Flynn pleaded guilty Dec. 1, 2017, to lying to the FBI about contacts with then-Russian Ambassador Sergey Kislyak, becoming one of the first Trump associates to cooperate and the highest-ranking official charged in Mueller’s investigation of Russian interference in the 2016 presidential election.

Flynn, 60, faces sentencing Dec. 18 before U.S. District Judge Emmet G. Sullivan of Washington. However, Sullivan has also set a Nov. 7 hearing to weigh Flynn’s late August claim that prosecutors withheld classified information and other evidence that his attorneys assert should lead to the dismissal of his entire prosecution.

Flynn earlier this year fired the defense team that negotiated his plea, and his new defense team, led by Sidney Powell, asserts that the Justice Department coerced a plea from the former three-star general.

Flynn’s current lawyers accused elements of the FBI, CIA and Pentagon of trying “to smear him as an ‘agent of Russia,’ ” leaking information regarding classified intercepts of his calls with Kislyak or engaging in other “malevolent conduct.”

In Tuesday’s filing, Van Grack said the defense was grasping at straws, using the pretext of a search for exonerating evidence to wriggle out of his guilty plea and repeated sworn admissions of misconduct.

Actual withholding of exculpatory evidence “could justify sanctions and other remedies, to include dismissal,” Van Grack wrote, “In this case, however, nothing could be further from the truth.”

U.S. prosecutors have maintained that the government has gone above and beyond its obligations to turn over documents and respond to Flynn’s requests.

Van Grack said the government had turned over 22,000 pages of documents before Flynn’s plea and “is not aware of any information that would be favorable and material to the defendant at sentencing.”

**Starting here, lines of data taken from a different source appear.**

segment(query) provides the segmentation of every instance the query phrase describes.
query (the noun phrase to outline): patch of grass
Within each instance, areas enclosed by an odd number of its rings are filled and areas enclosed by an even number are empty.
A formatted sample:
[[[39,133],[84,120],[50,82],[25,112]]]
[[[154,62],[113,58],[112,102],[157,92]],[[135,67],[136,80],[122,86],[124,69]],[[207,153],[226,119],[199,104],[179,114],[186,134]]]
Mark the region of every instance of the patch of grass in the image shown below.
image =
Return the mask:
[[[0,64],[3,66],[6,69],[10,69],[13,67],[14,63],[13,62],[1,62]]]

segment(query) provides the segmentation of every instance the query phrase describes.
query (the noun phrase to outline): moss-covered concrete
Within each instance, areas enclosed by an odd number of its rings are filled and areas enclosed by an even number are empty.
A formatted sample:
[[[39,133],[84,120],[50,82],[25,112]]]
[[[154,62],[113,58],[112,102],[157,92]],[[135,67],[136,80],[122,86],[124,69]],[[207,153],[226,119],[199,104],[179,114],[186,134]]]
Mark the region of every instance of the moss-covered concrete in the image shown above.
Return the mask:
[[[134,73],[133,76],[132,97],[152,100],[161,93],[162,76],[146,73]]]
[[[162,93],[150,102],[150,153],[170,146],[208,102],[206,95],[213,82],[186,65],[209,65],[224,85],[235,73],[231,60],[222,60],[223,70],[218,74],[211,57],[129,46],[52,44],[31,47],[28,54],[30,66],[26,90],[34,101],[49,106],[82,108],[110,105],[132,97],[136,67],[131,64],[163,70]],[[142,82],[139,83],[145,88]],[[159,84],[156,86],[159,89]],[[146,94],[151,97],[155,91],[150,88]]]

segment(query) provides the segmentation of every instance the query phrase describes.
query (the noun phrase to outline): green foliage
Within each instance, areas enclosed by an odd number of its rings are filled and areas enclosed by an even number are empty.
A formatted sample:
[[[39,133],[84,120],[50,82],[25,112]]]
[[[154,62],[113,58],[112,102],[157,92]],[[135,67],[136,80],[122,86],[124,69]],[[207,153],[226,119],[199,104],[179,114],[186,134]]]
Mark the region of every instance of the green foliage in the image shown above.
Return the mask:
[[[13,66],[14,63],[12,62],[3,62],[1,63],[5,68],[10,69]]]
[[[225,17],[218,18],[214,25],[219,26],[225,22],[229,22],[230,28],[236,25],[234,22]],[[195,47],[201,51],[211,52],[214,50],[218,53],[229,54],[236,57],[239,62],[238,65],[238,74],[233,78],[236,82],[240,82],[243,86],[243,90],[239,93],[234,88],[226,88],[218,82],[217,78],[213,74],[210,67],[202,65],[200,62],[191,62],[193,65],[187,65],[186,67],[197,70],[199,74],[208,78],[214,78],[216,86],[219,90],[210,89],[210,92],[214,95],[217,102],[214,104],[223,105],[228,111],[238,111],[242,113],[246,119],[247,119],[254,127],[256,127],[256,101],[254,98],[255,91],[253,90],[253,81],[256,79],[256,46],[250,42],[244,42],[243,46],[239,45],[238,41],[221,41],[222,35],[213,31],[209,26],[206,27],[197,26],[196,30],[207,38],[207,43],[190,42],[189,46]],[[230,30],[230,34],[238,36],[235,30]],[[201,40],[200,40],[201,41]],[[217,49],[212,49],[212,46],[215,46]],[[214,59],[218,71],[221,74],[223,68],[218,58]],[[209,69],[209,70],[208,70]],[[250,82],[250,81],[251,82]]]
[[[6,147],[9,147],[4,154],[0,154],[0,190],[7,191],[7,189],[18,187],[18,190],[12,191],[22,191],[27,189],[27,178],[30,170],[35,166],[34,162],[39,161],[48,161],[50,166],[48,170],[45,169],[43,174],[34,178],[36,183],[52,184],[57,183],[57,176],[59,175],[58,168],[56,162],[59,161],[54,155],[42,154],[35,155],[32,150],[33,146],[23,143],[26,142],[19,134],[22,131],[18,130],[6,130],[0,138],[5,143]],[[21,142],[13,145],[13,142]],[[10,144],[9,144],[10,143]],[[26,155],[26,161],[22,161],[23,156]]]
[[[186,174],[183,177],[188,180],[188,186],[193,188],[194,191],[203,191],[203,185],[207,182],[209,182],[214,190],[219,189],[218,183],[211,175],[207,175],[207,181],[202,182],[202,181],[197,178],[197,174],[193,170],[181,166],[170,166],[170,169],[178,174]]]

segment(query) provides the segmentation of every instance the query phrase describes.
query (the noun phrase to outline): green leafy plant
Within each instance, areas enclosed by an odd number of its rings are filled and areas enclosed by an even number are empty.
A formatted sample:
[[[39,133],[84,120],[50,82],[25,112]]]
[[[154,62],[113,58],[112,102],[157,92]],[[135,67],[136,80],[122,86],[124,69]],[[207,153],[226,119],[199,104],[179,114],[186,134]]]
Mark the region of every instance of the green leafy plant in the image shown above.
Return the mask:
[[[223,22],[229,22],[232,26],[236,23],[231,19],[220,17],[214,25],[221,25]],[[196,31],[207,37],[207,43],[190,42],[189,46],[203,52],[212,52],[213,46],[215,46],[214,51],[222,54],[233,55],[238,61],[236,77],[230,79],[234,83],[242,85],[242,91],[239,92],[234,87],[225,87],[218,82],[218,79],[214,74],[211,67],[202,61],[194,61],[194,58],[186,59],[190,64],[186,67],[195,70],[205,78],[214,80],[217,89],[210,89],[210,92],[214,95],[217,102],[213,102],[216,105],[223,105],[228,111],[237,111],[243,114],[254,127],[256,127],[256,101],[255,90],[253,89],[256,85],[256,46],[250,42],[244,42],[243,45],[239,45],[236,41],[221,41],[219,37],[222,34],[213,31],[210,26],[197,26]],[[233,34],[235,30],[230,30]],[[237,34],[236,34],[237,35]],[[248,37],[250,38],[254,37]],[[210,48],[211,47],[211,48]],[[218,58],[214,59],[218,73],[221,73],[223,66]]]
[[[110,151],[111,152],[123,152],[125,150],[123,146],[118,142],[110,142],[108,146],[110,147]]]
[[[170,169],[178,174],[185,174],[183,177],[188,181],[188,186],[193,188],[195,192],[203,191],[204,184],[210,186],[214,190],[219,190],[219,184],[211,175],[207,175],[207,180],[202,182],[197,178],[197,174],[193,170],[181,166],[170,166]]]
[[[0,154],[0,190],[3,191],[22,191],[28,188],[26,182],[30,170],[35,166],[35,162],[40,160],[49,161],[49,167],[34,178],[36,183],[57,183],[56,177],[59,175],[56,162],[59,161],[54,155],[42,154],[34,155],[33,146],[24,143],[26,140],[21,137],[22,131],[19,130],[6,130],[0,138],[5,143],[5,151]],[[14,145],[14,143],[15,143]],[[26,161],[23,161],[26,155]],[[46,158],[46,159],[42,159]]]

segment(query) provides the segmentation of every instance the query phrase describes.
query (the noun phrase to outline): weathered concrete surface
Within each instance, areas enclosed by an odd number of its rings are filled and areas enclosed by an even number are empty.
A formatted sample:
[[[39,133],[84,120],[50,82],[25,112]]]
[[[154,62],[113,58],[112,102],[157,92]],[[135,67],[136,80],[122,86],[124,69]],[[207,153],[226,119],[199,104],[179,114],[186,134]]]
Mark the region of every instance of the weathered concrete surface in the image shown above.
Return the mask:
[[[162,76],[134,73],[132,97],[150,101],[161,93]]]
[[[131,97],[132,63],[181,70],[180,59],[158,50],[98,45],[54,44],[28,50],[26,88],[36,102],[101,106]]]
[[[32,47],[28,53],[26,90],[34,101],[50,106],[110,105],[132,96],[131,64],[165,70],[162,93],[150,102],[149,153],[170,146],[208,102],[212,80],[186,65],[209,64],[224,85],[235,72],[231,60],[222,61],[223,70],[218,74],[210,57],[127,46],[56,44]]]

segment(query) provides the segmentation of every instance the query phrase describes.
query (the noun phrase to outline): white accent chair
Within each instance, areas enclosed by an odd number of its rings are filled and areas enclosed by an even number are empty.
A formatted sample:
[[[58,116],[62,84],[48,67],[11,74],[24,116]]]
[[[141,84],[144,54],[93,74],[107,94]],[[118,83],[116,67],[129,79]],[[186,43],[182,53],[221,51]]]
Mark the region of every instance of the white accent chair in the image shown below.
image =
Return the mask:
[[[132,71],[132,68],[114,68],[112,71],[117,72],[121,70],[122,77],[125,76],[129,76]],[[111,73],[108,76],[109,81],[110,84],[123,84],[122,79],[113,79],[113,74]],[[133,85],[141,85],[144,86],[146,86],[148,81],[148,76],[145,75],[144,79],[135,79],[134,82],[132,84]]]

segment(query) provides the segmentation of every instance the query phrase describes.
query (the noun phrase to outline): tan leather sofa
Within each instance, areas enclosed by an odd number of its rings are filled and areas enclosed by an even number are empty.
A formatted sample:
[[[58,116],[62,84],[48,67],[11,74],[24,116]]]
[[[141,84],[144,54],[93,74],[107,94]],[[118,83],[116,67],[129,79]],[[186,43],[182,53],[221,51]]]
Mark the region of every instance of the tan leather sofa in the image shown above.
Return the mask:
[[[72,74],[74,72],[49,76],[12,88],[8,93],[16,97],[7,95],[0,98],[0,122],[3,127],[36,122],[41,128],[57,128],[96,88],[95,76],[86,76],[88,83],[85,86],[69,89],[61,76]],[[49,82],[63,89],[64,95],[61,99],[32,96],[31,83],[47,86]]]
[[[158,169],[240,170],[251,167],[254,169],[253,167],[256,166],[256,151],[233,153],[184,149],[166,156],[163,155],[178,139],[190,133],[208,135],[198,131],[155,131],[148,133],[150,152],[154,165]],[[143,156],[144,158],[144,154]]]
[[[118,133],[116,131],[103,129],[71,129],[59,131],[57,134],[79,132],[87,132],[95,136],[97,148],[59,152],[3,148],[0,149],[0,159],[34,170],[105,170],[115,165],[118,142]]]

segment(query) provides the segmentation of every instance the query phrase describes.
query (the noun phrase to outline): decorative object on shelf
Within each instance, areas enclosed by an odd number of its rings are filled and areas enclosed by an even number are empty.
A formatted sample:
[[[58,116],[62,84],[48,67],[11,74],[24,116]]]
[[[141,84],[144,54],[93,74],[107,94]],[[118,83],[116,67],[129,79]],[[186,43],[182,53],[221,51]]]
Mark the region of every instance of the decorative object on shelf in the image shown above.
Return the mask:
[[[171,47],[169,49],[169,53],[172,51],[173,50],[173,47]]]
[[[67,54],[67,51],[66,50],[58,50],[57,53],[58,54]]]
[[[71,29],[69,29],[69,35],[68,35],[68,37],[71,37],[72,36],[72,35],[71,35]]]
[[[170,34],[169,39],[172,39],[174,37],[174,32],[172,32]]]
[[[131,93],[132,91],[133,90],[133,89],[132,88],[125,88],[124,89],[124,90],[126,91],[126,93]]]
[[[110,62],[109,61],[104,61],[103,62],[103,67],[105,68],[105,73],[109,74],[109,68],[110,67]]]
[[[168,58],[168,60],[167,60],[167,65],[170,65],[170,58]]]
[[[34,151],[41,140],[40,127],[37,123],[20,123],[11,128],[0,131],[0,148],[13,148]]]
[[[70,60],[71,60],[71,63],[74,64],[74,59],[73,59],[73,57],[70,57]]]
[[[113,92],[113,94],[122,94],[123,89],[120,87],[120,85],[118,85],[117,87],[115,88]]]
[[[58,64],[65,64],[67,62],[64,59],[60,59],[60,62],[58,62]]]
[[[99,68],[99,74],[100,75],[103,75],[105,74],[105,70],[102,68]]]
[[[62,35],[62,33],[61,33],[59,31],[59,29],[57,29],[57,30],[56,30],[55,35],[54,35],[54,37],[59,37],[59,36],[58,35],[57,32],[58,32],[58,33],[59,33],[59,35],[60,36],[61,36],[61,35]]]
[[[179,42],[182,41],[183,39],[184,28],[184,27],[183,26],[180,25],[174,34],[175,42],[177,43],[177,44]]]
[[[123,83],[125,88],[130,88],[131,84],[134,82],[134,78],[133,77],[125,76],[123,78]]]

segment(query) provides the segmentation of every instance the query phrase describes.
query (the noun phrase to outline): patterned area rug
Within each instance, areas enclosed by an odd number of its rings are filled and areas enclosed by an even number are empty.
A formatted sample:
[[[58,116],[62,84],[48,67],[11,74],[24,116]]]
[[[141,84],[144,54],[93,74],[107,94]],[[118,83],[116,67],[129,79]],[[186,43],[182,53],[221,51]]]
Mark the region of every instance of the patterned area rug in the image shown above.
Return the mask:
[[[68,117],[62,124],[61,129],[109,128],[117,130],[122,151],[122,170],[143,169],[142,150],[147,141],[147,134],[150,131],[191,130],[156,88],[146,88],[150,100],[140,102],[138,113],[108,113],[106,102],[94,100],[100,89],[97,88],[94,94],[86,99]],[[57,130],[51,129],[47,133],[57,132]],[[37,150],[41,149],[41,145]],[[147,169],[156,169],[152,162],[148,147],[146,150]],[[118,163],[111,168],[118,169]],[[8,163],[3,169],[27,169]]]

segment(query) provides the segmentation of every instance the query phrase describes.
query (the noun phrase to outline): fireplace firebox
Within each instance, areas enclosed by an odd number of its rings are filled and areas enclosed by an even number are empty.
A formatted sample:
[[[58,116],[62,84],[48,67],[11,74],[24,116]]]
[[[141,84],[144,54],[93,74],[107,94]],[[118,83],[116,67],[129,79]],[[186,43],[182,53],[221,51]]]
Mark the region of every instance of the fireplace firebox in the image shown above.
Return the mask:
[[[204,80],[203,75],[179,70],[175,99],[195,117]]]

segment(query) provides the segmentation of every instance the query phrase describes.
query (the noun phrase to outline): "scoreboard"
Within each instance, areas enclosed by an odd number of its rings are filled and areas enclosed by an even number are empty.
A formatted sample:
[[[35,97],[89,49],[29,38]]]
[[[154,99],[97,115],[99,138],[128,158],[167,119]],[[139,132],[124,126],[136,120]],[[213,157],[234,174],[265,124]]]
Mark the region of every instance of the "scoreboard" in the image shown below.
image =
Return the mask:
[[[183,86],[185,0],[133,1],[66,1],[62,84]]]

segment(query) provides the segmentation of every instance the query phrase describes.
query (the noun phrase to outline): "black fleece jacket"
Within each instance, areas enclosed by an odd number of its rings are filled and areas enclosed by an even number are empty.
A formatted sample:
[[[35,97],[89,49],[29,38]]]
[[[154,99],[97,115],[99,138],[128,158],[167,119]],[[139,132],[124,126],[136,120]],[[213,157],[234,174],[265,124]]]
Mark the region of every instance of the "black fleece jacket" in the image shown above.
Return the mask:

Prosecutors have said Flynn has finished his cooperation. But after earlier describing him as a model cooperator and recommending no prison time, they said they will file a new sentencing recommendation in December.

Sullivan has in the past heatedly rejected suggestions that Flynn might have been duped into lying to the FBI about his conversations with Kislyak.

“Arguably, you sold your country out,” Sullivan told Flynn during Flynn’s initially scheduled sentencing hearing, coincidentally held last Dec. 18.Sullivan cited Flynn’s admissions that he hid the substance of talks with Kislyak and lied when he said he did not know the extent of the Turkish government’s involvement in work his firm had obtained and when he claimed an op-ed he wrote for the Turkish president’s benefit was done at his own initiative.